The Ashdod Port, no stranger to controversy and allegations of corruption, has sent six employees to Holland to examine a potential tugboat for purchase. The problem, however, is that a model of the exact same boat could have been examined here in Israel, just a few miles south of Ashdod in Ashkelon.
A delegation of port workers flew to Rotterdam two weeks ago, spending four days in Holland. Four out of the six employees sent on the trip are officials of the union in the port. The purpose of the visit was to examine a tugboat, estimated to cost 12 million euro.

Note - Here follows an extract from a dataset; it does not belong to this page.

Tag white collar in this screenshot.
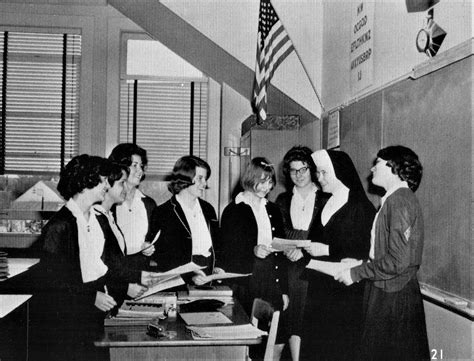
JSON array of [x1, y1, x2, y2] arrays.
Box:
[[235, 191, 267, 207]]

But it turns out that the very same - unique - tugboat can also be found just a few miles south of the Ashdod Port. The The Eilat Ashkelon Pipeline Company recently bought a similar tug for its port at the southern end of Ashkelon, and another similar ship can be found in the coal unloading port at the Israel Electric Corporation's power plant in Hadera. Even though the Ashdod Port could have asked to borrow one of these ships for a short period and test it under the appropriate conditions in the port itself, the management of the Ashdod Port chose to send the delegation overseas, and at the taxpayer's expense.
Port industry sources say the tugboat examined in Holland is not even appropriate for the conditions of the Ashdod Port. The ship has azimuth thrusters, which are more appropriate for ocean-going tugs or for shallow ports, said the sources. The azimuth thrusters are very powerful but come at the expense of maneuverability. This is also the reason such tugs were purchased for the open ports in Hadera and Ashkelon.
Instead, tugboats that are better able to maneuver in crowded port conditions are favored at commercial sea ports, which are relatively well-protected by breakwaters.
The industry sources assume that in the end the Ashdod Port will decide not to buy such a tug in any case, and the trip will certainly have been a waste of money. It seems the trip was more of perk for the employees, they said.
Two months ago, Ashdod Port CEO Shuki Sais complained that Gideon Siterman, chairman of Ashdod Port Company Ltd., was involved in the purchase. Siterman retorted by accusing Sagis of delaying the purchase, which he said could threaten the port's operations, and forced management to stay on schedule regarding the acquisition.
An official in the management of the Ashdod Port said "A professional delegation headed by the vice president of operation, terminals and marine went to Amsterdam for two-and-a-half days to examine a number of types of tugboats, most of which are not found in Israel. This was a professional delegation that included the port's senior pilot, two experienced tugboat captains, an engineering officer with 20 years of experience and a tugboat mechanic."